In der gestrigen Stadtratssitzung habe ich mich erneut nach den Maßnahmen der Verwaltung zur Vermeidung gefährlicher Verkehrssituationen rund um die AWO-Kita „Spatzennest“ an der Hohensteiner Straße erkundigt.
Ich erhielt folgende Auskunft: Auf Grund meiner Anfrage vom 24. Februar hat die Verwaltung sofort reagiert und folgende Schritte eingeleitet, um die Verkehrssicherheit für die Kinder und die Erzieherinnen zu erhöhen:
1. Es wurde eine elektronische Warntafel installiert (Smiley).
2. Es wurde eine verdeckte längerfristige Geschwindigkeitserfassung installiert.
3. Es werden vermehrt Geschwindigkeitsmessungen durchgeführt.
4. Die vorhandenen Verkehrszeichen werden überprüft und zeitnah angepasst.
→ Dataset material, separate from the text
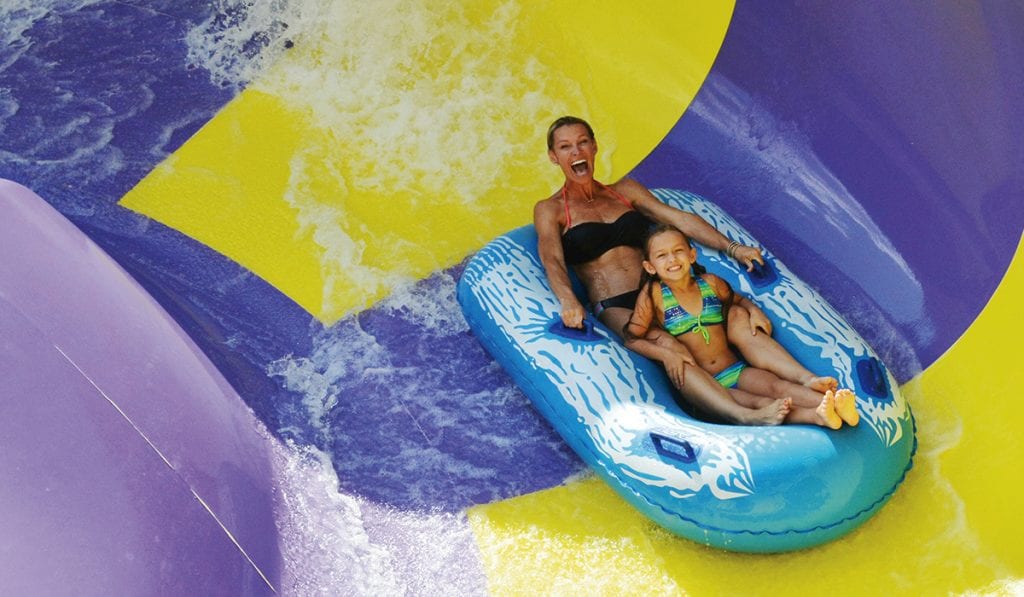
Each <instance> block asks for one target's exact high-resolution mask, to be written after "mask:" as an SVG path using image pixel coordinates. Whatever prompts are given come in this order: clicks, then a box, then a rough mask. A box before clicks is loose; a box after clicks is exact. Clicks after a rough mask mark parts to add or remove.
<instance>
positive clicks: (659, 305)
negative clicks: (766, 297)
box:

5. Das Piktogramm „Mutter und Kind“ auf der Straße wird erneuert.
Über weitere Details kann ich nach Erhalt der schriftlichen Antwort informieren. Damit ist in den nächsten sieben bis zehn Tagen zu rechnen. Da es sich um eine Staatsstraße in Verantwortung des Freistaates handelt, ist eine Geschwindigkeitsbegrenzung auf diesem Zubringer zur A4 eher unwahrscheinlich. Zudem wird vom Freistaat das Schild „Achtung Kinder, freiwillig 30 km“ nicht anerkannt. Eine Installation ist daher nur auf Gemeindestraßen möglich und wird auch praktiziert. Nach meinem Eindruck ist die Verwaltung aber bestrebt, alle Möglichkeiten auf kommunaler Ebene zügig auszuschöpfen.